The Dutch settlements, with the Swedish, also succumbed to Britain; Nieuw Amsterdam became British in 1674 and its name was changed to New York, as the reader may learn very cheerfully in Washington Irving's Knickerbocker's History of New York. The state of affairs in North America in 1750 is indicated very clearly by a map we have adapted from one in Robinson's Medieval and Modern Times. The British power was established along the east coast from Savannah to the St. Lawrence River, and Newfoundland and considerable northern areas, the Hudson Bay Company territories, had been acquired by treaty from the French. The British occupied Barbados (almost our oldest possession) in 1605, and acquired Jamaica, the Bahamas, and British Honduras from the Spaniards. But France was pursuing a very dangerous and alarming game, a game even more dangerous and alarming on the map than in reality. She had made real settlements in Quebec and Montreal to the north and at New Orleans in the south, and her explorers and agents had pushed south and north, making treaties with the American Indians of the great plains and setting up claims without setting up towns right across the continent behind the British.
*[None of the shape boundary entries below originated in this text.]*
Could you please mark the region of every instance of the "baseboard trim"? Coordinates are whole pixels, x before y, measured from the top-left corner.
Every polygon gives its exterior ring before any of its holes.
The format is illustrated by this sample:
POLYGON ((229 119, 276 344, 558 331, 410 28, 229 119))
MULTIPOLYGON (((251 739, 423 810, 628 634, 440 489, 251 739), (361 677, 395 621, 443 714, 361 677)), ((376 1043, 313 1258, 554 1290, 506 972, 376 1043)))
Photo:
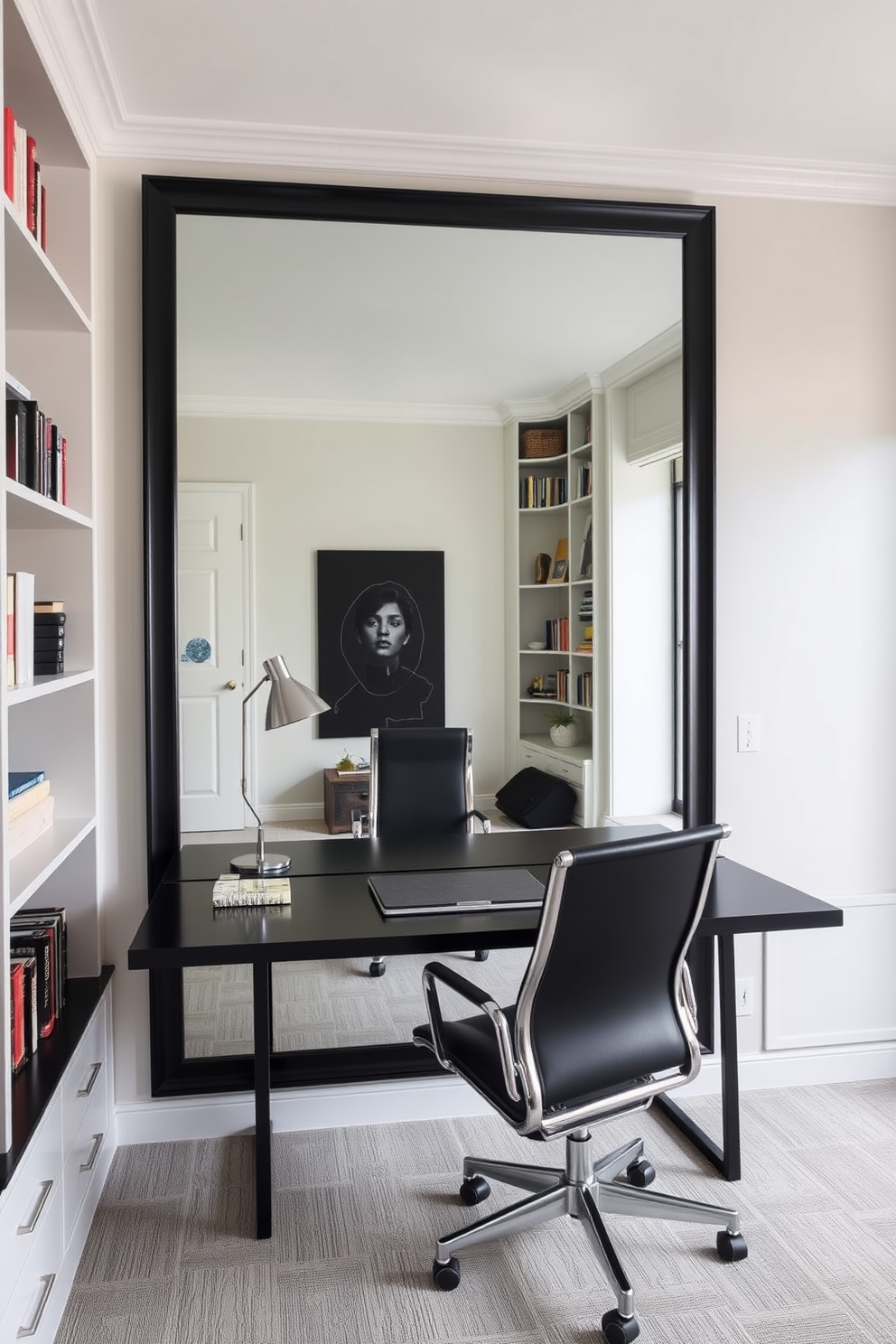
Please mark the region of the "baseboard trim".
MULTIPOLYGON (((864 1050, 802 1051, 743 1055, 742 1091, 799 1087, 814 1083, 864 1082, 896 1077, 896 1044, 864 1050)), ((720 1064, 708 1059, 699 1078, 676 1093, 677 1098, 717 1095, 720 1064)), ((347 1129, 386 1125, 402 1120, 454 1120, 485 1116, 490 1107, 458 1078, 308 1087, 275 1091, 271 1097, 274 1130, 347 1129)), ((226 1097, 177 1097, 126 1102, 117 1107, 118 1145, 175 1142, 183 1138, 224 1138, 251 1132, 251 1093, 226 1097)))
But the realities of the case are not adequately represented in this way. The British colonies were being very solidly settled by a good class of people; they already numbered a population of over a million; the French at that time hardly counted a tenth of that. They had a number of brilliant travellers and missionaries at work, but no substance of population behind them.
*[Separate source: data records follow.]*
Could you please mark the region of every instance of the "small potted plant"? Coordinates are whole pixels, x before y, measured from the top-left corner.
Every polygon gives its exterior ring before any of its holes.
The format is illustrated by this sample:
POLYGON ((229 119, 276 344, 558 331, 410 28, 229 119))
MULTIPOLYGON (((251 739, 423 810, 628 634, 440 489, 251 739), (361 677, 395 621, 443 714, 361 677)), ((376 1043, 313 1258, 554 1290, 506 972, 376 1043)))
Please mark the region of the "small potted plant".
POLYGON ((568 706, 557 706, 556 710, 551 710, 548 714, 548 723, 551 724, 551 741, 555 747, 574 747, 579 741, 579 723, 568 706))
Many old maps of America in this period are still to be found, maps designed to scare and "rouse" the British to a sense of the "designs of France" in America. War broke out in 1754, and in 1759 the British and Colonial forces under General Wolfe took Quebec and completed the conquest of Canada in the next year. In 1763 Canada was finally ceded to Britain. (But the western part of the rather indefinite region of Louisiana in the south, named after Louis XIV, remained outside the British sphere. It was taken over by Spain; and in 1800 it was recovered by France. Finally, in 1803, it was bought from France by the United States government.) In this Canadian war the American colonists gained a considerable experience of the military art, and a knowledge of British military organization that was to be of great use to them a little later.